魔法少女アサシン☆せつな

@rock_book373

第1話日本最強の殺し屋、クビになった

吉野殺奈よしのせつな、お前クビな」


 その事務所の中は蚊取り線香の匂いが充満していた。部屋の中にはいろんなゴミが散乱している。すでに読み終えて紐で縛った雑誌類の山、植物由来のカップ麺の容器の山、くちゃくちゃに丸めた大量の書類。とりわけひと目を引くのは、部屋の中央の低いテーブルに無造作に置かれた拳銃グロック。日本の銃刀法に喧嘩を売る凶器がその存在を主張していた。ブラインドの掛けられた窓から差す夕日が屋内を淡く照らす。その中で、ひとりの女性は目の前の執務机に向かう無精ひげの男性にそう告げられた。

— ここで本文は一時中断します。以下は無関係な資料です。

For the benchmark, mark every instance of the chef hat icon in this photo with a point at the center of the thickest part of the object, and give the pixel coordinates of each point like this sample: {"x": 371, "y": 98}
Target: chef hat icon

 その女性の容姿は端麗のひと言に尽きる。腰まで長くたゆたう髪と双眸は黒曜石のような美しさだ。いくぶんか幼さを残す顔立ちは深窓の令嬢の麗しさに匹敵している。また、黒色のジャージに包まれたその肉体は、モデルと言い張られても信じてしまう抜群のプロポーションだ。


 まさに彼女は、誰も彼もが羨む絶世の美女だ。


 しかし、その彼女の可愛らしい顔から困惑の表情が浮かび上がり、たらりと冷や汗が流れる。無精ひげの男性に告げられた解雇通知が、よほど精神に深く突き刺さっているんだろう。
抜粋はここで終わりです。